The DuBois-Jefferson County Airport, according to the Transportation Department’s calculation, had a per-passenger subsidy level of $296 in 2018. That was an improvement over its $331 per passenger subsidy in 2017 so it also qualified for a temporary waiver.
The department also explained in the order that its calculations reflect amendments considered and approved in the FAA Reauthorization Act of 2018.
Subsidy per passenger amounts were calculated by taking the annual subsidy paid to the airline providing flight service, then dividing it by number of passengers departing and arriving at the EAS airport. The time frame, for the 2018 fiscal year, extended from Oct. 1, 2017 to Sept. 30, 2018.

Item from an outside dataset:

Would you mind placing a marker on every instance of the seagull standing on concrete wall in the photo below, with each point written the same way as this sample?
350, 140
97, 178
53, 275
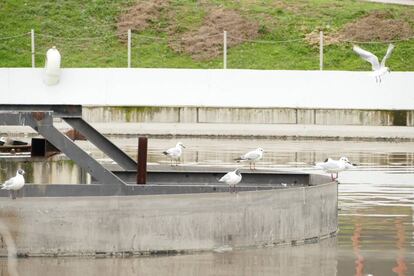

Those who want to contest the department’s calculations or its granting of a temporary waiver can file an objection, in writing, within 20 days, that can be submitted to EAS@dot.gov or by fax at 202-366-7638.
The FAA Reauthorization Act of 2018 also recognized that EAS airports must have at least 10 boarding passengers per day and how that figure would be calculated. Based on the order, the Altoona-Blair County Airport had 11.5 per day. The Johnstown airport had 13.3 per day and the Dubois airport had 15.7 per day. All numbers reflected the Oct. 1, 2017 to Sept. 30, 2018 time frame.
The other airports on the list of 11 expected to receive temporary waivers to stay in the program are Bradford and Lancaster in Pennsylvania; Fort Dodge in Iowa, Merced in California, Muscle Shoals in Alabama, Owensboro in Kentucky, Parkersburg in West Virginia and Vernal in Utah.
The order naming the airports in line for temporary waivers also identified five airports that could be terminated from the EAS program for failing to meet criteria. Those airports — in Frankstown/Oil City in Pennsylvania, Hagerstown, Md.; Morgantown, W.Va., Fort Leonard Wood in Missouri and Victoria, Texas, have time to submit challenges to being terminated.